By Brian Koonce
Staff Writer
CROIX-DES-BOUQUETS, Haiti – A team from Pleasant Valley Baptist Church in Liberty just returned from ministering to orphans in the still-devastated nation of Haiti.
The Pleasant Valley team flew into Santo Domingo, Dominican Republic, and rode a bus across the border into Haiti. They worked and stayed at an orphanage in Croix-des-Bouquets, a city about 10 miles outside of Port-au-Prince.
Normally the orphanage houses 75 children, but after the recent earthquake, its population has swelled to nearly 200.
“It’s become a Transitional Orphan Village,” said team member Angie Watts. “We were basically there to just love on the children. There is no school for now so they’re just roaming the streets. We played with them, sang songs, taught Bible stories, and painted the girls’ nails. We just let them know they’re cherished and loved.”
Pleasant Valley had been working on building relationships for the church’s missions efforts before the earthquake with Global Orphan Project, so when the quake struck, it was only natural that the church wanted to help out immediately. They did not even meet as a team until they met at the airport.
“Everyone stepped up to the plate, and it was the best team I’ve been on,” Watts said. “Only God could have done that.”
Of the 12 people on the Pleasant Valley team, three were nurses that could help tend to the children’s medical needs, and two of the team members were actually born in Haiti and were able to translate Creole for the group. The two Haitians also guided the group to a local church were they worshiped.
Watts said the poverty and devastation – even that not related to the earthquake – was startling.
“The Dominican Republic is gorgeous with lush palm trees everywhere,” she said. “But as soon as you passed a rickety fence, the road was lined with shacks and you could see how deprived and malnourished even the land was.”
Despite the poverty and added pain and suffering caused by the earthquake, Watts said the children were fun-loving and upbeat.
“You never would have known they went through the most traumatic experience of their lives,” she said. “They weren’t complaining, they were playing like happy kids.”

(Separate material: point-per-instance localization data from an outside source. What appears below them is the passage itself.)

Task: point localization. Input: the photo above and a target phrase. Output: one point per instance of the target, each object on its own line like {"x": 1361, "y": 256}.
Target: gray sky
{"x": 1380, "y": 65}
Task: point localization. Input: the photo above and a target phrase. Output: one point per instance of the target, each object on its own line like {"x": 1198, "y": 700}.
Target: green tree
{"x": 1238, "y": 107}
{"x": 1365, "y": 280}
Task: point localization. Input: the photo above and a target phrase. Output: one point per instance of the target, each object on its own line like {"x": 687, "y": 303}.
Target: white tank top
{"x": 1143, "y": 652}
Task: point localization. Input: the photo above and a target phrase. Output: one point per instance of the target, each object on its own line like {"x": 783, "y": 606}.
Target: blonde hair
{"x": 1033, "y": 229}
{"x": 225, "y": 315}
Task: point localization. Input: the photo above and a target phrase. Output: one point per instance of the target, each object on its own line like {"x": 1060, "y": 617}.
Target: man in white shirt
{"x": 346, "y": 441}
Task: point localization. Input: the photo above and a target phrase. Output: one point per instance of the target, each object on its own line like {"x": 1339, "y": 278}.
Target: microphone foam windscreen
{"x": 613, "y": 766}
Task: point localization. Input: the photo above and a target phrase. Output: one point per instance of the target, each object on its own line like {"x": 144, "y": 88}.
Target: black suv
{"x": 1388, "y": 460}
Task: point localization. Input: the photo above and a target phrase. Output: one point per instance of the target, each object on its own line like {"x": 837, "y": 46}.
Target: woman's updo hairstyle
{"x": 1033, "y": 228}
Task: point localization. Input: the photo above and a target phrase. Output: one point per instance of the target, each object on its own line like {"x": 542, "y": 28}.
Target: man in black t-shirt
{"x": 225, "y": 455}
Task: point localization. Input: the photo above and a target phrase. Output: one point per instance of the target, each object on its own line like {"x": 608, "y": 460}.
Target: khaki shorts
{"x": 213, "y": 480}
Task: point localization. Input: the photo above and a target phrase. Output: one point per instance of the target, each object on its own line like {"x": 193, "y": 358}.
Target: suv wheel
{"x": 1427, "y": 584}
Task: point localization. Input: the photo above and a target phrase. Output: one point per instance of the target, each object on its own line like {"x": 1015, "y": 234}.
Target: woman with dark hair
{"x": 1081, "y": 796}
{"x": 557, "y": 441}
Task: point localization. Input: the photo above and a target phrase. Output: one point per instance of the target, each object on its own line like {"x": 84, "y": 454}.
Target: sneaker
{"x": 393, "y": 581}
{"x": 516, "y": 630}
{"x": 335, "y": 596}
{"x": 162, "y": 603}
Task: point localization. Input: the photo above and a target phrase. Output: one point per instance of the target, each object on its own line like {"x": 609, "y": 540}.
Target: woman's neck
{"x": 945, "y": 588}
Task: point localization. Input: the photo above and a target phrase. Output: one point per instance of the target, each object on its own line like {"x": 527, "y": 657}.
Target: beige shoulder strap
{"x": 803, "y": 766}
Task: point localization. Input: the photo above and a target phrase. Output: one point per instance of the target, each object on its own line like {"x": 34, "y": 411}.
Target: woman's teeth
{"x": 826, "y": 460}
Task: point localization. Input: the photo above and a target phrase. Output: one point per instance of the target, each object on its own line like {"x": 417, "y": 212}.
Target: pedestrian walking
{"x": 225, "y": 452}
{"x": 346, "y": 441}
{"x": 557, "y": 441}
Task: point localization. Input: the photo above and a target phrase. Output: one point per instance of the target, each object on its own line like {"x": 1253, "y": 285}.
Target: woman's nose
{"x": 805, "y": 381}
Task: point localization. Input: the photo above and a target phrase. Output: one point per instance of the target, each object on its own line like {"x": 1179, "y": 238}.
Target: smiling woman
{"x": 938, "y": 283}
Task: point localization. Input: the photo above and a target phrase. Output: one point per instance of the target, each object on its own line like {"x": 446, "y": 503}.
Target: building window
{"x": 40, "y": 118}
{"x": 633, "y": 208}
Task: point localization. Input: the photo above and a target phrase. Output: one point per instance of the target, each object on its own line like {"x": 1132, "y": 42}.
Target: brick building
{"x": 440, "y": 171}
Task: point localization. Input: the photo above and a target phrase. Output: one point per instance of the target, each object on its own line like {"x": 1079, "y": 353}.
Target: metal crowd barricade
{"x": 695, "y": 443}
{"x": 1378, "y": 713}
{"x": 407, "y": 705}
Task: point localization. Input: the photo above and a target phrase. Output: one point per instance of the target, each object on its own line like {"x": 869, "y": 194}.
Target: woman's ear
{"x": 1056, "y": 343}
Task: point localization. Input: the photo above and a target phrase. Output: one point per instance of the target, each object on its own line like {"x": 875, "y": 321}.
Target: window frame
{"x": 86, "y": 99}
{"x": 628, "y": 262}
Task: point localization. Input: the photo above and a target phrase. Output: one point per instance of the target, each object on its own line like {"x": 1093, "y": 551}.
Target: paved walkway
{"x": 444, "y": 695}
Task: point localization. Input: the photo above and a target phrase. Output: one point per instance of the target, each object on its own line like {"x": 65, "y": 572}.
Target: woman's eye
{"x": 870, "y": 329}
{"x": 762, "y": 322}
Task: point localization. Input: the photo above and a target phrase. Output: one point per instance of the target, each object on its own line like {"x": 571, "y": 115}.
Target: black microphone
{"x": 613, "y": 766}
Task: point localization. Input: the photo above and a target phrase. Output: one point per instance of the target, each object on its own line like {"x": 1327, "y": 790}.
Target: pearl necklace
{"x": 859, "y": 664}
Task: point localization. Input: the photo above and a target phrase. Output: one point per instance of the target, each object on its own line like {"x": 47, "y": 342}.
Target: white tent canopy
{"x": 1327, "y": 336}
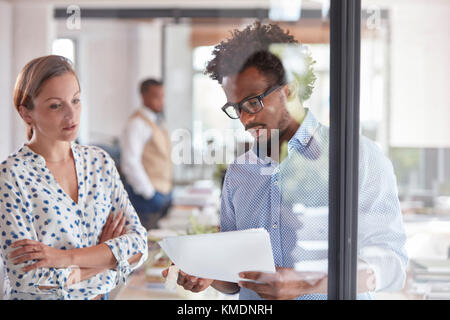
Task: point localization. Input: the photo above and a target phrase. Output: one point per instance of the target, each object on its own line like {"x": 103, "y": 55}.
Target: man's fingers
{"x": 252, "y": 275}
{"x": 39, "y": 264}
{"x": 257, "y": 287}
{"x": 23, "y": 242}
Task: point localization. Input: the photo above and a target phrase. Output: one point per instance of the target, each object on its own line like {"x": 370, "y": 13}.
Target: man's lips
{"x": 255, "y": 126}
{"x": 256, "y": 130}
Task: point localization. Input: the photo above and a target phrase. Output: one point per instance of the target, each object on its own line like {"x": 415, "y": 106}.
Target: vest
{"x": 156, "y": 156}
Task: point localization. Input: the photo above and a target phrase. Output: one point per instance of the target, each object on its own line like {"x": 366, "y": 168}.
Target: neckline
{"x": 52, "y": 181}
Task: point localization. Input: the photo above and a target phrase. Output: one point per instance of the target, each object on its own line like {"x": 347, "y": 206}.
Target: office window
{"x": 404, "y": 108}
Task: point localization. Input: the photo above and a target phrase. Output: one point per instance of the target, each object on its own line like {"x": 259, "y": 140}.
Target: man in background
{"x": 145, "y": 156}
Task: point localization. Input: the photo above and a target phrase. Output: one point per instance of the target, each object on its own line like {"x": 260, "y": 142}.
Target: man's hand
{"x": 189, "y": 282}
{"x": 114, "y": 227}
{"x": 284, "y": 284}
{"x": 47, "y": 257}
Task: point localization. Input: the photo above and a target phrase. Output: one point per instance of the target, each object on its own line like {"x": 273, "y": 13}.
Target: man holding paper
{"x": 281, "y": 184}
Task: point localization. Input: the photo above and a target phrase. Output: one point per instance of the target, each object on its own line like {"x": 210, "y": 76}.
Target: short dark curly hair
{"x": 247, "y": 48}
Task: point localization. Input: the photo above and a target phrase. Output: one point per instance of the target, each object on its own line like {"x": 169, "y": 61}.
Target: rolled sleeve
{"x": 135, "y": 239}
{"x": 382, "y": 238}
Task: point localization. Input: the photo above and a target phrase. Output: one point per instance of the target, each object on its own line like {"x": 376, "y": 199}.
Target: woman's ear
{"x": 25, "y": 114}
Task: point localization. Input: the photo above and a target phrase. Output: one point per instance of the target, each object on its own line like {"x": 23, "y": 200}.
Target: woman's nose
{"x": 70, "y": 111}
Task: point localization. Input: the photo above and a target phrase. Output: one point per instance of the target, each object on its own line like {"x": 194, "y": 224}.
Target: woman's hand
{"x": 47, "y": 257}
{"x": 114, "y": 227}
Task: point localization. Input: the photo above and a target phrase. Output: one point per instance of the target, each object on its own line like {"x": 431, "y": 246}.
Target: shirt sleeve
{"x": 134, "y": 138}
{"x": 135, "y": 239}
{"x": 227, "y": 213}
{"x": 381, "y": 235}
{"x": 15, "y": 224}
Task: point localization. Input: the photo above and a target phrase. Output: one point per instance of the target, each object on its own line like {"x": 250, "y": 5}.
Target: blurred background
{"x": 114, "y": 45}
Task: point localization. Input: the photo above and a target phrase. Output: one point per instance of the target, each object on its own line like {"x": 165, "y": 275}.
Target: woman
{"x": 58, "y": 238}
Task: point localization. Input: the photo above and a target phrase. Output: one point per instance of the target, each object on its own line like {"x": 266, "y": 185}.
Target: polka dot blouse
{"x": 34, "y": 206}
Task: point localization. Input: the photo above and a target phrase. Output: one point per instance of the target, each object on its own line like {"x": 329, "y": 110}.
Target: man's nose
{"x": 246, "y": 117}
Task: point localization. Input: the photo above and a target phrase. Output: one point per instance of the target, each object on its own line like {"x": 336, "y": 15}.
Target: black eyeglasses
{"x": 250, "y": 105}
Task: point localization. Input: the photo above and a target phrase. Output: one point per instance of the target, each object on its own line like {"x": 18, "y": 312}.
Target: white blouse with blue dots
{"x": 34, "y": 206}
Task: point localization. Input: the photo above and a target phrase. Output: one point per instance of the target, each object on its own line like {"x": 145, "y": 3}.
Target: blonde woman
{"x": 68, "y": 230}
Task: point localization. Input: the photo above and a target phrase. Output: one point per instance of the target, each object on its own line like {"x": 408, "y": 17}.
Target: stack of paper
{"x": 221, "y": 256}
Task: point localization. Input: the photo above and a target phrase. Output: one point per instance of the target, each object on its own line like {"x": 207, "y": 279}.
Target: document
{"x": 221, "y": 256}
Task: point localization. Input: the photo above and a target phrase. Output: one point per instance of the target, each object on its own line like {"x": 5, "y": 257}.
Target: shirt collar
{"x": 150, "y": 114}
{"x": 305, "y": 132}
{"x": 29, "y": 154}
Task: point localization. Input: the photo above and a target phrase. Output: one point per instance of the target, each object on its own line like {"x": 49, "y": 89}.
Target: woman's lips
{"x": 70, "y": 128}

Because the team was ministering to orphans at an established site and not bringing the children out of Haiti for adoption, they had no concerns that they would run into high-profile troubles like the Idaho missionaries who were arrested trying to cross the border soon after the earthquake struck.
“If I had a dollar for every time someone here warned us not to take a kid across the border, we would have had no trouble paying for everyone’s trip,” Watts said.
Pleasant Valley is sending two more teams to the orphanage in the coming months: a second in March and one in April.